Chad Nelsen, who farms near the southeastern South Dakota community of Viborg, said during the last week of April, that planting conditions have been good following earlier precipitation.

“We recently had anywhere from two to four inches [of rain] kind of pretty widespread in our area,” Nelsen told the South Dakota Soybean Network. “We were able to get in the field about four days later. There’s a fair amount of corn going in, not a frantic pace; but a lot of beans going in early, probably earlier than usual, so we are planting both at the same time.”

Nelsen, a South Dakota Soybean Association director, figures hiring some of his planting, an option that allows planting corn and soybeans simultaneously, is a good investment so that he can get all of his row crops in the ground sooner rather than later.

“This year is as early as I’ve ever gone; I started on [April] 23rd. I try to have them in by May first, that’s always kind of a goal,” he said. “I think, the more sunlight you can harvest, the better off we are. It seems like the beans take the weather, the cold soil temps, better than the corn, so we’re moving ahead.”

Even though shots of rain in Nelsen’s area temporarily kept the planters in the shed, Nelsen’s outlook for the start of the season is positive.

“Yeah, just having that little bit of moisture, it’s really planting nice; I couldn’t say enough good about the conditions,” Nelsen said. “It seems like the cornstalk ground going into soybeans is drying up a little bit quicker, being able to get on a little bit sooner. As far as the overall moisture, I’d say we’re as good as we could ask for in our area.”

The past winter was cold following early snowfall. And there were conditions that Nelsen saw as a hopeful sign for the growing season.

“We had around 20 inches [of snow] and then we really didn’t have any after that, but we had a good March melt, we had a lot of fog.

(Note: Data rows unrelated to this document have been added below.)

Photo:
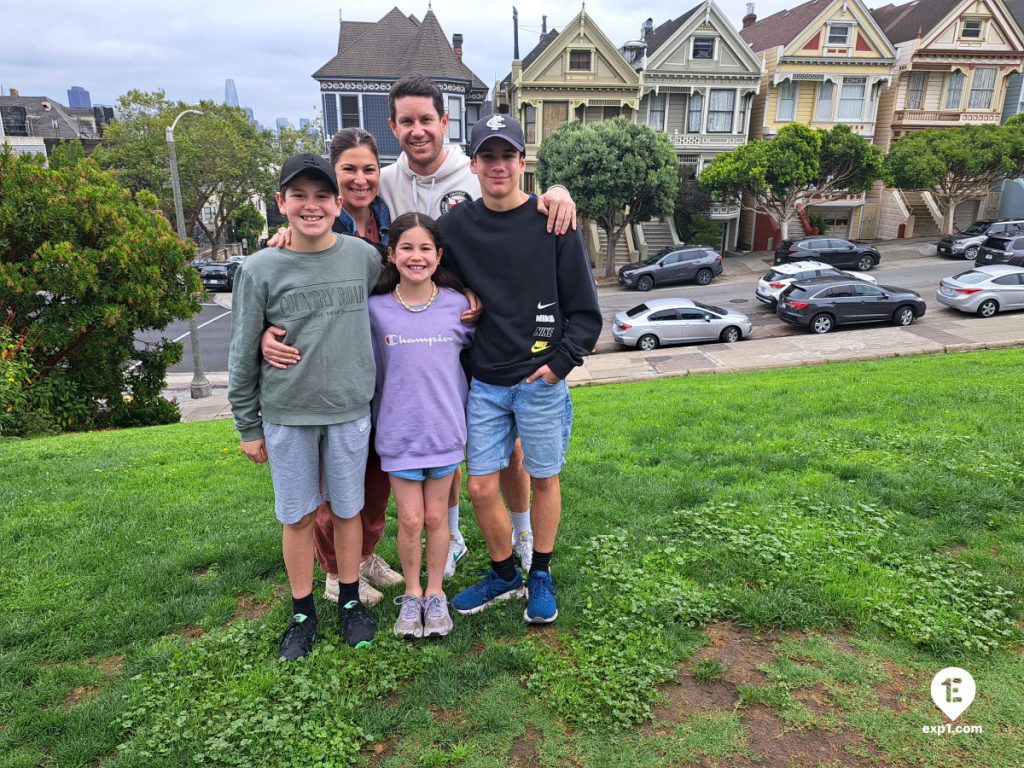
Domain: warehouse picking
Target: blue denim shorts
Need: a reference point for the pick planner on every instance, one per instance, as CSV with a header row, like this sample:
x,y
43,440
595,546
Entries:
x,y
540,414
419,475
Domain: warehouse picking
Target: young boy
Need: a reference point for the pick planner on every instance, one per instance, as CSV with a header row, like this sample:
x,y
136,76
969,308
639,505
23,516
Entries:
x,y
541,317
311,420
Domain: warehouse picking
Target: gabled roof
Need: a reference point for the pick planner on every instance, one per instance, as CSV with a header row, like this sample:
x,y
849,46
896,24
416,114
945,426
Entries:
x,y
902,23
660,34
547,38
393,47
781,28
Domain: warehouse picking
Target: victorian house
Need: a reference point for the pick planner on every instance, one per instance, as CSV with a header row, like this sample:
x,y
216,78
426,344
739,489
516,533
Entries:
x,y
576,74
954,62
826,61
372,55
699,80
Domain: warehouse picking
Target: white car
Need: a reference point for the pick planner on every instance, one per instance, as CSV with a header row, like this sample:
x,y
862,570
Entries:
x,y
660,322
779,276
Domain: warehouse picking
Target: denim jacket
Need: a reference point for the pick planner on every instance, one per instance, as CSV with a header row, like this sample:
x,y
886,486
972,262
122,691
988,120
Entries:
x,y
379,211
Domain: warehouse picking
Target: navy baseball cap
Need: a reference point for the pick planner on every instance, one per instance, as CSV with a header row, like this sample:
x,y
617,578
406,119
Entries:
x,y
308,163
497,126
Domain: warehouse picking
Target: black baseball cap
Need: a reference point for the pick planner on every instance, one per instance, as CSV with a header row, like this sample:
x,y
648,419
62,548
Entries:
x,y
307,163
497,126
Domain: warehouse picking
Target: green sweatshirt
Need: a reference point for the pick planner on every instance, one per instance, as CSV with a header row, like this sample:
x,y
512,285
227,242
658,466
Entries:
x,y
321,300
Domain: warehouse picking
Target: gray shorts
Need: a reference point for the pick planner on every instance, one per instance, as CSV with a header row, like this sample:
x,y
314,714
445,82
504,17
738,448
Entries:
x,y
300,455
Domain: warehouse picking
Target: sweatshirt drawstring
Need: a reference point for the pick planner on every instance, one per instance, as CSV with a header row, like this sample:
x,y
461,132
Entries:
x,y
416,195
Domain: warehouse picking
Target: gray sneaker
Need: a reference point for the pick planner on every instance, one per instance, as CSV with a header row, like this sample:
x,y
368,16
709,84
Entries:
x,y
410,624
522,548
436,620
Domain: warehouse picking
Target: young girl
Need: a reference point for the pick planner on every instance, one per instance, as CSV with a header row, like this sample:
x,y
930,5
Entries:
x,y
420,409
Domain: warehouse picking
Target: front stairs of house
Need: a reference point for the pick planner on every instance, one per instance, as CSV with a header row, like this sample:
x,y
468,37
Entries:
x,y
924,224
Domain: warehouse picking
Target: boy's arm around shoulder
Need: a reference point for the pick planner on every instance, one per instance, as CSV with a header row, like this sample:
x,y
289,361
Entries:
x,y
578,302
248,322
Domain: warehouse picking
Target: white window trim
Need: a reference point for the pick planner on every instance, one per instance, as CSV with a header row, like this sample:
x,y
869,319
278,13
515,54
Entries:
x,y
568,58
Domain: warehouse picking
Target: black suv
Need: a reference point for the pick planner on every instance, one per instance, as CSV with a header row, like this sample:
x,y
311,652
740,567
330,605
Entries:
x,y
829,250
1003,249
822,303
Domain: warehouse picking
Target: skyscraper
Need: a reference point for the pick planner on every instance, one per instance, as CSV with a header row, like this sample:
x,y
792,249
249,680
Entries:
x,y
230,94
78,97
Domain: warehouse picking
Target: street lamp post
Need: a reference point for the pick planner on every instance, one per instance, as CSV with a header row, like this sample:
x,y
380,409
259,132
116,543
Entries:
x,y
200,385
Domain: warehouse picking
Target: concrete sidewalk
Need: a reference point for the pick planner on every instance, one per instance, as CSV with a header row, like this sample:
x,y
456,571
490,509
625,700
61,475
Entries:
x,y
753,354
873,342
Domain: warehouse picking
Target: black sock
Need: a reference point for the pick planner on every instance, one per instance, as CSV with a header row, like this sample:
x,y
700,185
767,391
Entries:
x,y
304,605
541,561
505,568
348,592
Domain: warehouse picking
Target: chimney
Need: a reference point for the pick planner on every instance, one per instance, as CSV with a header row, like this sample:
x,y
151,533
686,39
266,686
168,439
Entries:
x,y
751,16
515,33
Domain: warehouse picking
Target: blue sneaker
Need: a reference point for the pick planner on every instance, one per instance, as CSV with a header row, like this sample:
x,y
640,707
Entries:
x,y
541,607
491,588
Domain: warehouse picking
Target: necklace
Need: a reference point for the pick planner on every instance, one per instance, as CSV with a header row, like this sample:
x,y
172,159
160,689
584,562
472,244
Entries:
x,y
418,307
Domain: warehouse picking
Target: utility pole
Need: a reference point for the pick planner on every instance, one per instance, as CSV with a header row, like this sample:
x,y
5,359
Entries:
x,y
200,385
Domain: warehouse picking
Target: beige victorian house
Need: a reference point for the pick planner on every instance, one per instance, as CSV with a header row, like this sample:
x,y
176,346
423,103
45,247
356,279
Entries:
x,y
576,74
954,59
826,62
699,80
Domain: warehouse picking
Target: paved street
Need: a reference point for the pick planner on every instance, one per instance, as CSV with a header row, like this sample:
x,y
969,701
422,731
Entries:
x,y
773,344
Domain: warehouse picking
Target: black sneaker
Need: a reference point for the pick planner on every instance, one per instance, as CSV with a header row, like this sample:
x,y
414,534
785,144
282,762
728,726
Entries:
x,y
298,639
356,625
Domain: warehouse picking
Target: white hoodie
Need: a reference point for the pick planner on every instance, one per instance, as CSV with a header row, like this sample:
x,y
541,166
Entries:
x,y
406,192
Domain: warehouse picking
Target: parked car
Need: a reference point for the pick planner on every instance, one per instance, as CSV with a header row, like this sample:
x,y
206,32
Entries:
x,y
822,303
673,265
658,322
219,275
775,280
828,250
1003,249
967,244
985,290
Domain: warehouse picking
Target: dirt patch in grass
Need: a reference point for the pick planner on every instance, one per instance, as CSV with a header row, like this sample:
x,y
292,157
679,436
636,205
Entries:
x,y
110,667
770,740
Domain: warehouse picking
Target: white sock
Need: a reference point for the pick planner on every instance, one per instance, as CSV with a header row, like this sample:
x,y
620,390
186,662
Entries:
x,y
520,521
454,522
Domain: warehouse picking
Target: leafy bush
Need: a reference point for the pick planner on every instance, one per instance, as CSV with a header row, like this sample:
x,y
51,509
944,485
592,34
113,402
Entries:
x,y
84,266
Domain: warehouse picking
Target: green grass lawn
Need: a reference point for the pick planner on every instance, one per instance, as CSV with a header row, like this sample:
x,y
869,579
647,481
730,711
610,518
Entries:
x,y
753,569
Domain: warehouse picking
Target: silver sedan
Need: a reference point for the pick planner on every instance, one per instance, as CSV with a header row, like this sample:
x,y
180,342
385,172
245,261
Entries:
x,y
658,322
985,290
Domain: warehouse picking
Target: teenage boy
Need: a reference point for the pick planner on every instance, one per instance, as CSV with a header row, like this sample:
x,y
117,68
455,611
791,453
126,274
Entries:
x,y
312,421
541,317
432,177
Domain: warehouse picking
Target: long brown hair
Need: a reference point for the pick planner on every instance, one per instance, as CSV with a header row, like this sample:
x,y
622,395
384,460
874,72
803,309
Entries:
x,y
389,274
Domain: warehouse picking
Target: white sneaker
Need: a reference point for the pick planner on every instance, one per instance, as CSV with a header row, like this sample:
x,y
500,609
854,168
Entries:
x,y
522,548
376,570
368,594
457,551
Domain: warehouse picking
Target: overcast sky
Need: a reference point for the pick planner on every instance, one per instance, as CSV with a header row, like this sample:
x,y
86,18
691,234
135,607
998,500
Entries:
x,y
270,49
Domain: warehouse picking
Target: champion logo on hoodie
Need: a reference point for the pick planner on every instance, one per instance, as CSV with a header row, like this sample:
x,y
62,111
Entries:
x,y
454,198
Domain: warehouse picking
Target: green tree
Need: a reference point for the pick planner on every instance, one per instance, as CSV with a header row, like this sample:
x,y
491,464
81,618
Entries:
x,y
83,266
620,173
800,166
956,164
223,161
248,224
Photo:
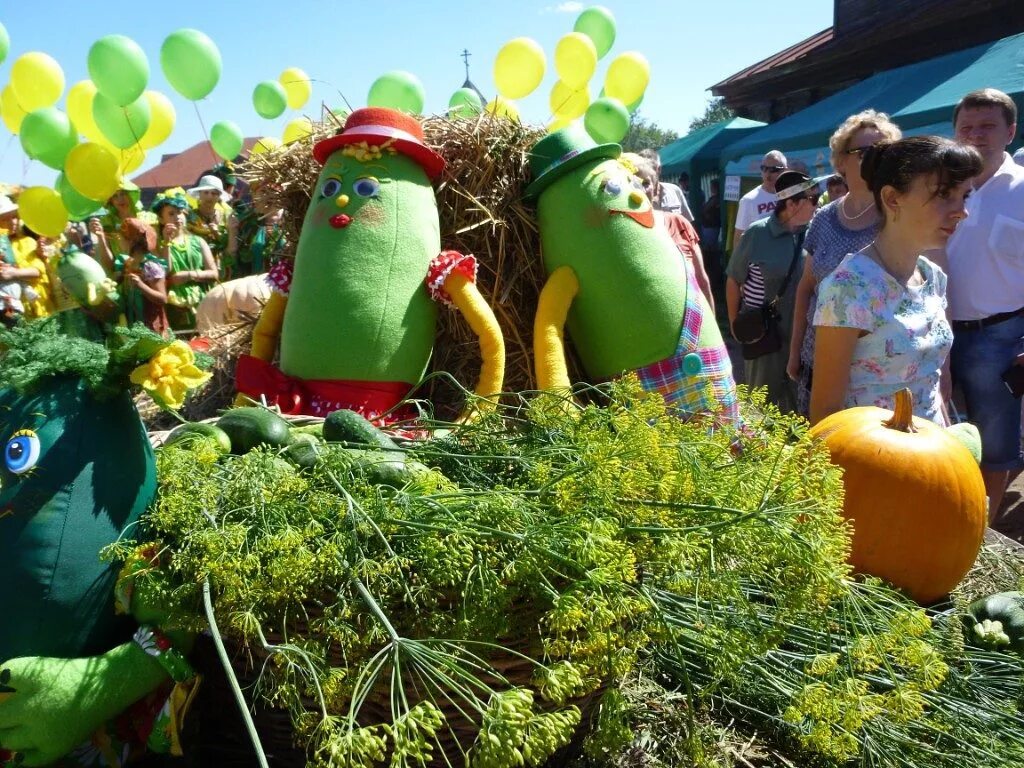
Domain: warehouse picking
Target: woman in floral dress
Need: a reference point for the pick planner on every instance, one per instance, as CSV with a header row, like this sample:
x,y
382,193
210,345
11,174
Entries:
x,y
881,323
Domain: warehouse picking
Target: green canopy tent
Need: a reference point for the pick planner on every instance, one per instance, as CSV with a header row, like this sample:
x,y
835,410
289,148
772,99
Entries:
x,y
698,153
916,96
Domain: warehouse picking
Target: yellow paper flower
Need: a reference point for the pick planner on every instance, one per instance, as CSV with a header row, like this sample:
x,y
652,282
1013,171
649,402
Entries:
x,y
170,374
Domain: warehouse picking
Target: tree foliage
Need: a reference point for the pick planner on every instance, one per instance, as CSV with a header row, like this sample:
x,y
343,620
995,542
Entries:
x,y
644,134
715,112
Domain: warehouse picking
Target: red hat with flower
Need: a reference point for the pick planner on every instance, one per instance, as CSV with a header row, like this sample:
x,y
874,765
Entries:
x,y
377,126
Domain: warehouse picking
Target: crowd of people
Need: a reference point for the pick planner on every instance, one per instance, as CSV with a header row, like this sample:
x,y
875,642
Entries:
x,y
911,276
164,260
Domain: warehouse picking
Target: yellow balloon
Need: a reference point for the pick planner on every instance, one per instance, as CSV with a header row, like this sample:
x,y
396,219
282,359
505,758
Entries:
x,y
162,118
296,129
131,159
42,211
519,68
263,145
557,124
93,170
10,110
80,98
568,103
503,108
628,77
37,80
576,59
297,87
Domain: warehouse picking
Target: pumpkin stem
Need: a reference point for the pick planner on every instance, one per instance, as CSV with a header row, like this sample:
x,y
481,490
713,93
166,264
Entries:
x,y
902,412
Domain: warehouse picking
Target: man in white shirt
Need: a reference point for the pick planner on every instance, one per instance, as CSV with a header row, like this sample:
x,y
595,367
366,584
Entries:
x,y
669,197
760,201
986,287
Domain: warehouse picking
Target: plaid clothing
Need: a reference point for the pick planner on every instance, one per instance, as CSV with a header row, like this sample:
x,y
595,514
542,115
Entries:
x,y
711,390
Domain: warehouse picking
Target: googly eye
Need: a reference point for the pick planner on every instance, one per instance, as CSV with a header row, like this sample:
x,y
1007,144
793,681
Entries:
x,y
367,187
22,452
331,187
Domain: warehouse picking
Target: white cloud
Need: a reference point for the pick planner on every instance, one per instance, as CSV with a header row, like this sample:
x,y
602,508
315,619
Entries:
x,y
570,7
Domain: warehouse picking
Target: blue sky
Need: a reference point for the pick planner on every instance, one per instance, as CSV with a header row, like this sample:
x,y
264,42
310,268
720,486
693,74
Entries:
x,y
344,46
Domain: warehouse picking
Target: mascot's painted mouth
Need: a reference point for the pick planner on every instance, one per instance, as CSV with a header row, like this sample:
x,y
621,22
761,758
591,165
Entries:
x,y
644,218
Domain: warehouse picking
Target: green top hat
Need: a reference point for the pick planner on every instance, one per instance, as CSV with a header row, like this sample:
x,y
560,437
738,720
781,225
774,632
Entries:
x,y
559,153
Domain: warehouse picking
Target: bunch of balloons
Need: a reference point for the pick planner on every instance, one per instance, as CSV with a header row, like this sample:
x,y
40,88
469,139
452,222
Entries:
x,y
113,111
520,65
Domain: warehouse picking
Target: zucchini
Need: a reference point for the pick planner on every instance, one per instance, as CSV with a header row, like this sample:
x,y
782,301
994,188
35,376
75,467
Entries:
x,y
249,427
997,621
186,433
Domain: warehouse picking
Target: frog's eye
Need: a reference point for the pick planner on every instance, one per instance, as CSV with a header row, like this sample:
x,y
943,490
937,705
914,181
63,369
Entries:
x,y
22,452
367,187
331,187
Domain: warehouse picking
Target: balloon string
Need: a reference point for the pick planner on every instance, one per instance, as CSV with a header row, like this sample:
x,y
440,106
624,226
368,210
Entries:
x,y
202,125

We’re hopeful that those fog days will kind of come around when we need them in May and June, here,” said Nelsen.

“I guess all we can ask for is that the good Lord gives us timely rain and everybody has a safe season and let’s hope for the best and do our best,” concluded Nelsen. “Be good neighbors and pray that we have a good crop, and everybody can kind of hold things together and make some money.”